In Rice's 35-page lawsuit filed Tuesday in Clark County District Court, attorneys Kathleen Murphy Jones and Kathleen England noted that a federal arbitrator, acting on a complaint brought forward by Service Employees International Union Nevada, ruled in December that Rice should be reinstated with back pay.
Arbitrators now have ruled that both women should be reinstated with back pay. Sunrise has not complied, prompting the union to file a lawsuit that asks a federal court to enforce the arbitrators' decisions.

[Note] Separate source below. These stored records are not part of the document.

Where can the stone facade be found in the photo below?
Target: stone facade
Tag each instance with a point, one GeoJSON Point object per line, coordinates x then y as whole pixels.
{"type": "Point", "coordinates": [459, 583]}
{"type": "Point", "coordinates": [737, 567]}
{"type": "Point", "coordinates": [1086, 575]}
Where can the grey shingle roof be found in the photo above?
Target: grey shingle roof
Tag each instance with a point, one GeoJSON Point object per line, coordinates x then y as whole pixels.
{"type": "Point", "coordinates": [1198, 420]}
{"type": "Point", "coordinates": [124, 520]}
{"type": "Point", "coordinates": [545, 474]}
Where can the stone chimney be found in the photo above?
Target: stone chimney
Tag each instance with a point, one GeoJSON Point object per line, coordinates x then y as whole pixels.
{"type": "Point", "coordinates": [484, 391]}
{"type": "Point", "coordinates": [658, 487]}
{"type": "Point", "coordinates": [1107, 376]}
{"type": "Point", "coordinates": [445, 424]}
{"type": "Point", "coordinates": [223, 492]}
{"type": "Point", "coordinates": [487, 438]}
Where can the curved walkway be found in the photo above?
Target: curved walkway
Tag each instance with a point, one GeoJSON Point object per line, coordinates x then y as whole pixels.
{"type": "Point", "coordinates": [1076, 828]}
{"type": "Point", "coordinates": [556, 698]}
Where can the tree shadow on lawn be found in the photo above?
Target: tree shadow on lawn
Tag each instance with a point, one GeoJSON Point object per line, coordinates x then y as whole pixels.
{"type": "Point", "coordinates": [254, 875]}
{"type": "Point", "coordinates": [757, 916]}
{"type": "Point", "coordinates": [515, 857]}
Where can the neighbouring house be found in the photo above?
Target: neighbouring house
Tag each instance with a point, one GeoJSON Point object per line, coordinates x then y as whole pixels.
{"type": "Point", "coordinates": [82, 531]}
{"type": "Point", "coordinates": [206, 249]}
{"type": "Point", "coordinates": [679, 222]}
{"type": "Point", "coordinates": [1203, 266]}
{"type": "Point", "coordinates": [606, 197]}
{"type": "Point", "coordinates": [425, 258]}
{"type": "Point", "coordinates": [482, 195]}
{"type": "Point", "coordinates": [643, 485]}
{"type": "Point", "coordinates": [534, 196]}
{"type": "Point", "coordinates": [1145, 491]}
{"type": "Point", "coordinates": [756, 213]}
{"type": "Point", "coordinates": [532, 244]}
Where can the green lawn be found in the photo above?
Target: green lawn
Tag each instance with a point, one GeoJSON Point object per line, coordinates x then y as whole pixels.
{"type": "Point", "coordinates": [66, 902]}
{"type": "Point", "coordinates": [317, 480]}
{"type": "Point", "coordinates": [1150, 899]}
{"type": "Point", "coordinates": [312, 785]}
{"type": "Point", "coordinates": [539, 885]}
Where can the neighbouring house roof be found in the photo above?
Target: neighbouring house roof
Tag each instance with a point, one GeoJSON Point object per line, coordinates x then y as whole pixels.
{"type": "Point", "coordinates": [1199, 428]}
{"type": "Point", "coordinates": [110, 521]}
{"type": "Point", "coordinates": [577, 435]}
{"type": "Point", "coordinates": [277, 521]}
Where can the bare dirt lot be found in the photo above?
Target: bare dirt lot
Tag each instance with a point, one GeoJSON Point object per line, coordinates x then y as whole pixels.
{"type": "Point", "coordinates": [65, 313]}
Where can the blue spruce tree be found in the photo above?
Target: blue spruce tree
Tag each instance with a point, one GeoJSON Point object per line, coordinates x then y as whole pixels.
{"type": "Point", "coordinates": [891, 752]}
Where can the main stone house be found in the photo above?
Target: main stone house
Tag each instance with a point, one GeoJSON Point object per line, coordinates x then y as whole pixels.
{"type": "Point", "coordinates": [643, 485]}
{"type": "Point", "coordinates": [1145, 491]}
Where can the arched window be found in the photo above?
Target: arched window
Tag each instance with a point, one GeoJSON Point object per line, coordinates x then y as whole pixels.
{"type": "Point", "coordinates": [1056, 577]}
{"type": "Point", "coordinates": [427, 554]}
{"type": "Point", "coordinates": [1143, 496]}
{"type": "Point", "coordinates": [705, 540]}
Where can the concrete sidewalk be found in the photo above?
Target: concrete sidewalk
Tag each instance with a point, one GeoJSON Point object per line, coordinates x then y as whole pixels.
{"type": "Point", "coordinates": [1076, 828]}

"I think the harm to Jessica and Sharon has escalated by Sunrise refusing to follow the decision of the arbitrators," attorney England said. "Both of these nurses went through an exhaustive arbitration process and should be reinstated. The arbitrator found no wrongdoing on their part, and still Sunrise has refused to abide by that ruling."
Sunrise officials said Wednesday they had not seen Rice's lawsuit and therefore could not comment.
Ochoa-Reyes, who had been employed at the hospital for 19 years, told the Review-Journal in November 2010 that nurses in the neonatal intensive care unit had been having problems with catheters breaking for months.
"Even though nurses reported the product failures, the hospital administration basically paid no real attention to it until babies got hurt," she said.
Ochoa-Reyes' attorney George Kelesis has argued that hospital officials were looking for a "scapegoat" for a long-standing and dangerous problem at the hospital with the intent of "deflecting attention" from their own failure to make necessary changes.
Rice's lawsuit said that police sent the catheters to a forensic lab, and in the spring of 2011, analysis showed that none of the catheter lines had been cut and "there was evidence of product defect and/or failure. To date, Metro has never released those findings to the press or plaintiff."
Attorneys for both Rice and Ochoa-Reyes, whose lawsuit also alleged that a police-requested analysis found that product defect or failure caused the "disrupted catheters," will not reveal how they know the results of the forensic tests that have not been made public.
In July 2010, Sunrise officials said they had asked Las Vegas police to investigate 14 incidents of "disrupted catheters" that tracked back to February of the same year. They said that one child needed emergency surgery and another was in critical condition: Baby Obote later died while the other child survived.
In the weeks that followed, the Nevada State Board of Nursing summarily suspended the licenses of the two nurses after police told the agency that each nurse was under investigation.
Sunrise fired them.
The mystery of what happened in the hospital's neonatal unit deepened in September 2010 when the Nursing Board ruled there was no evidence that the nurses did anything wrong. The board reinstated their licenses, but Sunrise officials have refused to rehire them.
According to the lawsuit, Sunrise officials did nothing to address an acknowledged problem with catheters until the two babies were hurt in May 2010. The lawsuit alleges problems with catheters had been ongoing since at least December 2009.
Sunrise officials did not do a substantive investigation to rule out product defect, the lawsuit said.
The lawsuit notes that the forensic expert hired by Sunrise to test the catheter lines did not rule out product failure.
The lawsuit adds that Coroner Mike Murphy admitted his own investigators never physically examined the lines to reach a determination of homicide, instead basing a conclusion on the flawed analysis of the expert Sunrise paid for.
According to the lawsuit, the allegations against Rice have caused her emotional distress in addition to costing her her job.
The lawsuit asks for unspecified damages, naming as defendants Sunrise Hospital and Medical Center and CEO Sylvia Young, human resources director Robert Eisen, Dan Davidson, a hospital spokesman, and administrator Todd Sklamberg.